Thursday, November 4, 2010

Housewife of New Jersey

There are some days when it is relaxing to be able to say I’m a housewife, as I take my time in the supermarket dead set on only buying organic (which let me tell you, what a serious time investment and with depressing outcomes in all things cookie). It’s always nice because people look at my husband like he must be doing so well, and it makes me smile to know he can handle the fact that truly I am an unemployed with a disguise. But when we get home it’s hard to remember that as a “housewife” there are duties, and there has began a divide into something I don’t feel should still exist in the year 2010.
So after spending hours cooking and cleaning up as I go, there are usually one or two pots left to wash, and of course whatever we used to eat it in. Months ago my husband would jump up and say, “you cooked I clean,” but now it’s more like a gesture as he hands me his plate to take in the kitchen, since I’m already on my way of course. Then an hour later he will say, “oh I was going to do that,” when all of the dishes are done. I mean, this is my fault. I would say, “no, you worked all day, relax!” But now when I even ask for him to take out the trash he looks at me and says, “right now?” Although to clarify, he never wanted to take out the trash!
Part of me feels like, he pays the bills, he never pushes me or blames me for not working, why not take out the trash myself? Well let me tell you why I will not be taking out the trash today. I vacuum, wash the floors, dust, clean up after the cats, do the shopping, cook the food, clean up the dishes, fold the laundry (which I would like to say we almost always do together, but somehow I get stuck with the “harder” folding), and generally try to keep the apartment in some sort of neat. I’m not taking out the trash! It’s the only thing I ask him to do that is physical labor anymore.
Sure, I ask him to call the landlord when something is broken, can you believe she responds better to him? And yes, I do ask, what are we doing this weekend, when will you be home, what are we doing for thanksgiving, am I really sitting here all day while you work from home on a Saturday?! I can be a bit of a nag, because I get about an hour of his time every day, and it’s never undivided. So recently my husband made a comment about how I was a housewife, and it bothered me. Sure I say it to people all of the time, but it bothered me that he thought of me that way. He assumes I should do all of this, because that is my “job” and I was hurt.
Here I was thinking that he appreciated what I did because we pick up the slack for each other when it is needed. Like when I was in school and had so much work he would vacuum when I was so OCD about getting all my work done that I would focus on the cat hair on the carpet and lose my concentration. I feel as though I have assumed the role of “housewife” to help and pick up the slack because I can. I’m scared that when I get a job he is still going to expect me to clean up and not contribute because he will always be the bread winner. And one of things I prided our relationship on was our equality. I know he will read this, and some will make him winze, some he will say I got all wrong, and other things he might laugh at how dramatic I am, but don’t forget, I was a social science major, I’m always thinking about everything you do more than you know!     

1 comment:

  1. Hi Joanna,
    I am married too, and I married too young (younger than I had planned). I had planned to marry at 28 or 30, and I married at 24. At the beginning, I hated the idea of being "married" and say I was a wife and I had a husband.

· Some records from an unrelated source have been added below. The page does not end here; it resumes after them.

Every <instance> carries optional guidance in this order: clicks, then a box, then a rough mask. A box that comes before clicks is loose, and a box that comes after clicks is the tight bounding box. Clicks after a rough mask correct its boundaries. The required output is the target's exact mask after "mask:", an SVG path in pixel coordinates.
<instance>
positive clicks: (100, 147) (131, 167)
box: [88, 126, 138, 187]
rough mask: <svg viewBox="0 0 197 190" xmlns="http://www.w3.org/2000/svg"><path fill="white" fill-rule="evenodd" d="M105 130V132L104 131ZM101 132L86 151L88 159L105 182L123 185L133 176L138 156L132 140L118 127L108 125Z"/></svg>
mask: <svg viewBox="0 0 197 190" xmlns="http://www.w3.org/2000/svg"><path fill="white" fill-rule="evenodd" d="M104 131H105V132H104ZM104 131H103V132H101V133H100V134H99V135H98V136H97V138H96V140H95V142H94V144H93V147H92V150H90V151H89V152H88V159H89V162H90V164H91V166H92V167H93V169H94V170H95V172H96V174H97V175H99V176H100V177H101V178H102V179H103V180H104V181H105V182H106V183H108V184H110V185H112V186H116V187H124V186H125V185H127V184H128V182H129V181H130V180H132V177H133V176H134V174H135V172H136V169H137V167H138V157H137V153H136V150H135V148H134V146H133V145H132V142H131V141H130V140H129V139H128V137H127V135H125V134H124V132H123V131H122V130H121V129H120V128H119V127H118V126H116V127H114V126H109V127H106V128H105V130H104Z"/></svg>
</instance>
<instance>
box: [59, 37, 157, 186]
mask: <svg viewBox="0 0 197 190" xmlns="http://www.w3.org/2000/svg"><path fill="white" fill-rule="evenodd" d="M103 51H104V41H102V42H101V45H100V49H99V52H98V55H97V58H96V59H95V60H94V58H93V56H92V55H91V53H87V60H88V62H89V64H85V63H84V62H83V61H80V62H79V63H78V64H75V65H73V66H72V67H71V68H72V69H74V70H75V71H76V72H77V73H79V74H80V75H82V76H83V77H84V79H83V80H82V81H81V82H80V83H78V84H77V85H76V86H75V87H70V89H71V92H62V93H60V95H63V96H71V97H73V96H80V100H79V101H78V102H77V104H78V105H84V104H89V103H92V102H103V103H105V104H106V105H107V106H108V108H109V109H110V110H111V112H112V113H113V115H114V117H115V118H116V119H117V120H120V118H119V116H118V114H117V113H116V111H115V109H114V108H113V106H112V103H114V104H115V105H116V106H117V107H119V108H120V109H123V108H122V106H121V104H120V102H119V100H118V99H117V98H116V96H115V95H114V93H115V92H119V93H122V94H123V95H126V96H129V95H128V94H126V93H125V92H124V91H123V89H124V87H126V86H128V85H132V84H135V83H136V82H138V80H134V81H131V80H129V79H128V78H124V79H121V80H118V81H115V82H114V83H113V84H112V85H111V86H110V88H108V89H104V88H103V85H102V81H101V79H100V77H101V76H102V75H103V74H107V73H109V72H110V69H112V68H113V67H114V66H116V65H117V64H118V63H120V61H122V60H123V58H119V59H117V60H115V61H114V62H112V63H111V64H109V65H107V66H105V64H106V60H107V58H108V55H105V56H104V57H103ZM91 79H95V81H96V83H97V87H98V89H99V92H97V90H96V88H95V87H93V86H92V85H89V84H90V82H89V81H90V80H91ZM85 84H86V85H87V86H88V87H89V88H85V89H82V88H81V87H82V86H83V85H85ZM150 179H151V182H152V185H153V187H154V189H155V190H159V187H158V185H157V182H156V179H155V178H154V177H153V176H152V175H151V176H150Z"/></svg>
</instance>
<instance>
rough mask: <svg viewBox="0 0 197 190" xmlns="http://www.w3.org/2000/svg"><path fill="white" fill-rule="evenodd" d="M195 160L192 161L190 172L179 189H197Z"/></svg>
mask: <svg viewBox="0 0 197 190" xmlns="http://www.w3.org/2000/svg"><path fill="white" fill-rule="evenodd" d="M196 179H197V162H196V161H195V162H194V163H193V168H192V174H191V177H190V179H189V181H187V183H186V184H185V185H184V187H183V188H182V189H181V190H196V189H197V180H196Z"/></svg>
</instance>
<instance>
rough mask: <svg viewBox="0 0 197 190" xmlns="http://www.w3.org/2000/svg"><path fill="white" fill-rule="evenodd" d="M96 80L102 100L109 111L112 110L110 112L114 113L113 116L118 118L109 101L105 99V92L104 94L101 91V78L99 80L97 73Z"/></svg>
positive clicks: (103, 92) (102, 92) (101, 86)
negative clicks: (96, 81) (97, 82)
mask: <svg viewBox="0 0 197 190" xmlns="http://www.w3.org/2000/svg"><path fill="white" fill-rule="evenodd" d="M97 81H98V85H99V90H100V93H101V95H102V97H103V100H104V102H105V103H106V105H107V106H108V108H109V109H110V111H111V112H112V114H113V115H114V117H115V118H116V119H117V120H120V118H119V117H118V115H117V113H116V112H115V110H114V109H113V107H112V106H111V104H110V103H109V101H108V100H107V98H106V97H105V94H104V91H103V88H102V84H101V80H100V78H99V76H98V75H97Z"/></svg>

    However, I realized that we were a couple and I was happy on my relationship. It does take time to adjust because first of all it seems that being married conflicts with being a feminist. But, I think living together requires a a period of adjusting to the other person, regardless of gender or sexual orientation

    Would it help if you talk things with him? Maybe, if you tell him how you feel he might change his attitude and behavior. I am a social science major as well and we tend to over-analyze everything, but sometimes it is about misunderstandings and miscommunications rather than "patriarchal structures oppressing women."